Staring from beneath bushy eyebrows with concern, Pepper clapped Morgan on the back. “You hold your ground, Morg. Dig your boots into that gravel and don’t budge. I helped scrape your heart up off the sidewalk once, and I ain’t lookin’ forward to doing it again in this lifetime.”

Morgan shot him a firm look. “You don’t have to worry about me. I learned my lesson a long time ago. I’m just looking out for the boys today.”

“Good. I haven’t ever disagreed with your dad about much, but this time I have to admit that I did. He should have never let that girl come back. It just ain’t right, accident or no accident.”

Morgan knew about the accident. His grandmother had told him how Jolie had nearly drowned in competition on a river.
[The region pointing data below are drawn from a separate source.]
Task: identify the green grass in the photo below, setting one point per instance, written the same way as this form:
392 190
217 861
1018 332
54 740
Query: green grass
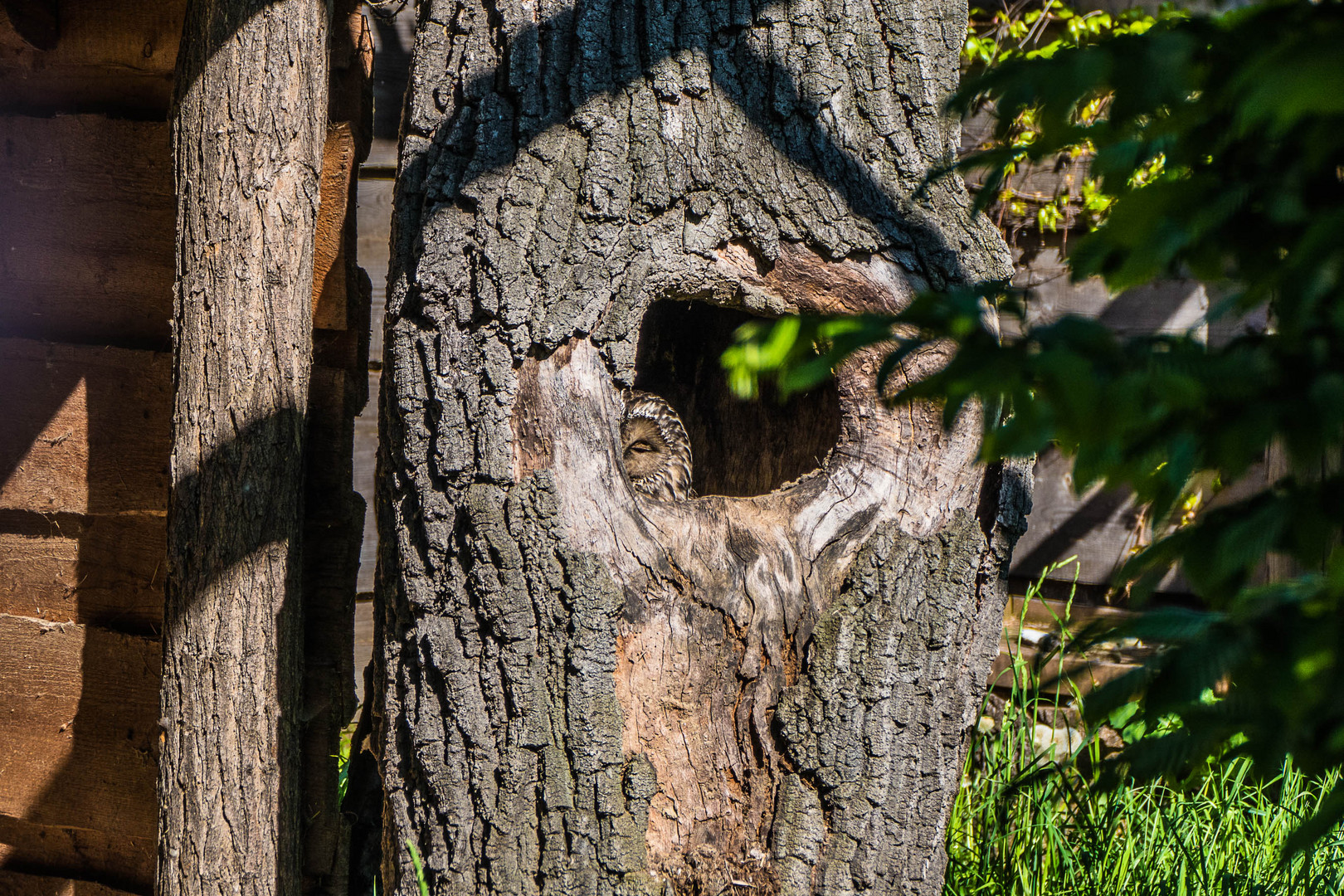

It hit him hard then and still did now, even if he had gotten over his feelings for her the day she’d given him back his ring.

Tugging his hat down low, he gave Pepper a nod and headed off toward the school. Might as well get this over with.

Despite the anger that still lived inside him, his pulse picked up speed as he started after Jolie. And his boots followed suit, not dragging anywhere near as much as he thought they should, considering he was going to help the woman who’d left him high and dry with his heart—and his engagement ring—in his hand.